Cybersecurity Architect

Role Summary
A senior vulnerability engineer is responsible for leading enterprise vulnerability management efforts within a highly regulated federal environment. This role involves engineering, supporting, and optimizing vulnerability exposure management initiatives across hybrid cloud and on-premises infrastructures.
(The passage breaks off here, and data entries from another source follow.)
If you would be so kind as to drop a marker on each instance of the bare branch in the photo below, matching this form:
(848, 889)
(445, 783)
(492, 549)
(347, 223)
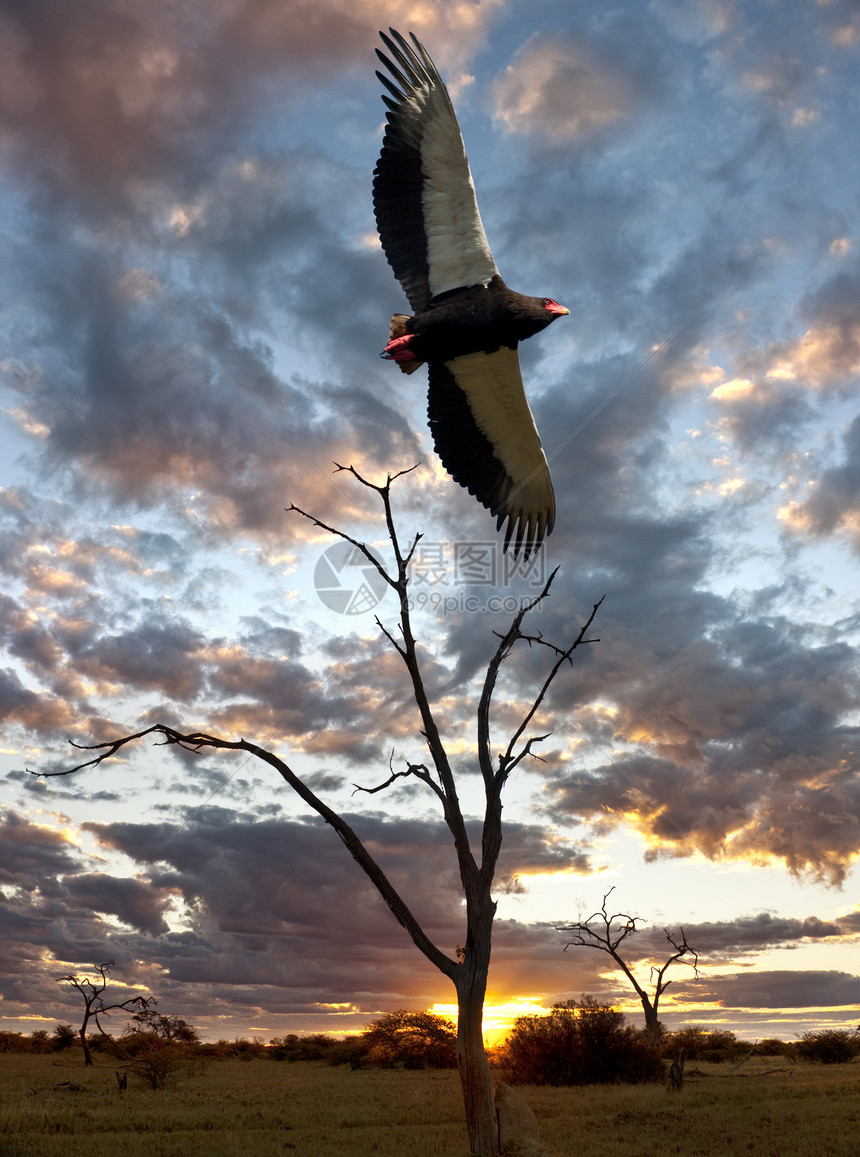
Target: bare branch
(609, 938)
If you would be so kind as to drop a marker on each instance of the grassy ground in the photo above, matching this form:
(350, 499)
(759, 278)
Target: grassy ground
(262, 1108)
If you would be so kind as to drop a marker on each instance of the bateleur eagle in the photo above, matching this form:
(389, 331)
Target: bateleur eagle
(465, 323)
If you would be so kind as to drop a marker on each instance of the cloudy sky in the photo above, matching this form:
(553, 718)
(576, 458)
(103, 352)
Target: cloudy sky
(193, 303)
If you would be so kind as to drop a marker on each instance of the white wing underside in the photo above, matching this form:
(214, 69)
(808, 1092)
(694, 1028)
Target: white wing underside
(457, 250)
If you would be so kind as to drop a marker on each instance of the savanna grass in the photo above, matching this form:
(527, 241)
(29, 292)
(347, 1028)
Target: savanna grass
(261, 1108)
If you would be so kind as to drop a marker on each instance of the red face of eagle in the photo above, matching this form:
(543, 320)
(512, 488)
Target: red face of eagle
(465, 323)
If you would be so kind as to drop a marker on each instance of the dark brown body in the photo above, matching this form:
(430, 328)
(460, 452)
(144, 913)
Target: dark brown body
(477, 318)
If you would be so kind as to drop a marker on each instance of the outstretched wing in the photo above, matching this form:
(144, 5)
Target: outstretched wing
(486, 437)
(424, 197)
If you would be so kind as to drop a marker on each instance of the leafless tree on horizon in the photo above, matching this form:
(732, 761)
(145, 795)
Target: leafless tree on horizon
(469, 966)
(609, 940)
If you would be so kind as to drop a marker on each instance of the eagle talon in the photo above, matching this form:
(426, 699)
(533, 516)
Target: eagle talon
(397, 349)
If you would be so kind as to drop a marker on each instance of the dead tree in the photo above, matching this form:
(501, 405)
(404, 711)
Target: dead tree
(95, 1004)
(468, 968)
(607, 934)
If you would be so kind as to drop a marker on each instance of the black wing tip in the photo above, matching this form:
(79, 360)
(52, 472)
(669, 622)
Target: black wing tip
(528, 530)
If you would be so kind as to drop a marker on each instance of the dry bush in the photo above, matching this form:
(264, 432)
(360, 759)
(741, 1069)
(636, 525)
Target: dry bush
(575, 1044)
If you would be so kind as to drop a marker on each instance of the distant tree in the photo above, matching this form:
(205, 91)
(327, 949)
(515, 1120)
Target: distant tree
(166, 1027)
(416, 1040)
(578, 1043)
(314, 1046)
(63, 1038)
(14, 1043)
(607, 934)
(154, 1046)
(469, 967)
(829, 1046)
(95, 1004)
(702, 1044)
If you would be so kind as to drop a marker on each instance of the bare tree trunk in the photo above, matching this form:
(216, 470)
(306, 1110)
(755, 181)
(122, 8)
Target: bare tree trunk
(652, 1024)
(87, 1054)
(475, 1075)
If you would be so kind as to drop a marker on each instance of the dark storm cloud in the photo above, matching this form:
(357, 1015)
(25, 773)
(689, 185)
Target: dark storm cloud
(778, 989)
(718, 941)
(30, 853)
The position requires technical expertise in vulnerability scanning, compliance auditing, and security operations, providing critical insights and solutions to mitigate risks and ensure regulatory compliance.

Responsibilities

• Engineer, support, and optimize enterprise vulnerability and exposure management platforms utilizing tools such as Tenable One, Nessus, and Tenable Web Application Scanning (WAS).
• Configure and execute authenticated and non-authenticated web application scans, including Selenium-based authentication workflows, session handling, and Single Sign-On (SSO) integrations.
• Perform credentialed vulnerability and compliance scans across various operating systems, databases, cloud environments, web applications, and network devices.
• Support continuous attack surface monitoring, asset discovery, exposure prioritization, and scalable scanning operations across hybrid cloud and multi-tenant environments.
• Troubleshoot complex operational issues such as TLS/SSL negotiation failures, authentication errors, load balancer problems, reverse proxy issues, cloud networking, and distributed scanning infrastructure.
• Deploy and maintain compliance audit configurations aligned with standards including IRS Safeguards / SCSEM, CIS Benchmarks, NIST SP 800 series, DISA STIG, and FedRAMP requirements.
• Integrate vulnerability management tools with enterprise systems such as CyberArk, Splunk, ServiceNow, and AWS APIs to streamline workflows and automate processes.
• Support remediation validation, compliance reporting, audit readiness activities, and operational dashboard development to monitor security posture.
• Troubleshoot asset correlation and inventory discrepancies involving cloud, virtualized, cloned, and ephemeral infrastructures.

Qualifications

• Bachelor’s degree in Cybersecurity, Information Technology, Computer Science, Engineering, or a related field; equivalent experience may be considered.
• 10+ years of experience supporting enterprise vulnerability management, cybersecurity engineering, or security operations programs.
• Proven hands-on experience with Tenable One, Nessus, Tenable WAS, AWS cloud environments, and enterprise vulnerability platforms.
• Strong knowledge of web application scanning, both authenticated and non-authenticated, within large enterprise environments.
• Deep understanding of vulnerability exposure management, attack surface visibility, compliance auditing, and cloud-native security principles.
• Familiarity with regulatory frameworks including IRS Safeguards / SCSEM, CIS Benchmarks, NIST SP series, DISA STIG, and FedRAMP.
• Experience supporting enterprise integrations, automation workflows, and operational reporting functions.
• Excellent troubleshooting, analytical, and problem-solving skills across infrastructure, cloud, and application domains.
• Capable of managing projects, enhancing workflows, and driving process improvements in security operations.
• Strong communication and cross-functional collaboration skills to work effectively with diverse teams and stakeholders.
• In compliance with federal law, all persons hired must verify their identity and eligibility to work in the United States and complete the required employment eligibility verification form upon hire. Candidates must be legally authorized to work in the United States without employer sponsorship, now or in the future.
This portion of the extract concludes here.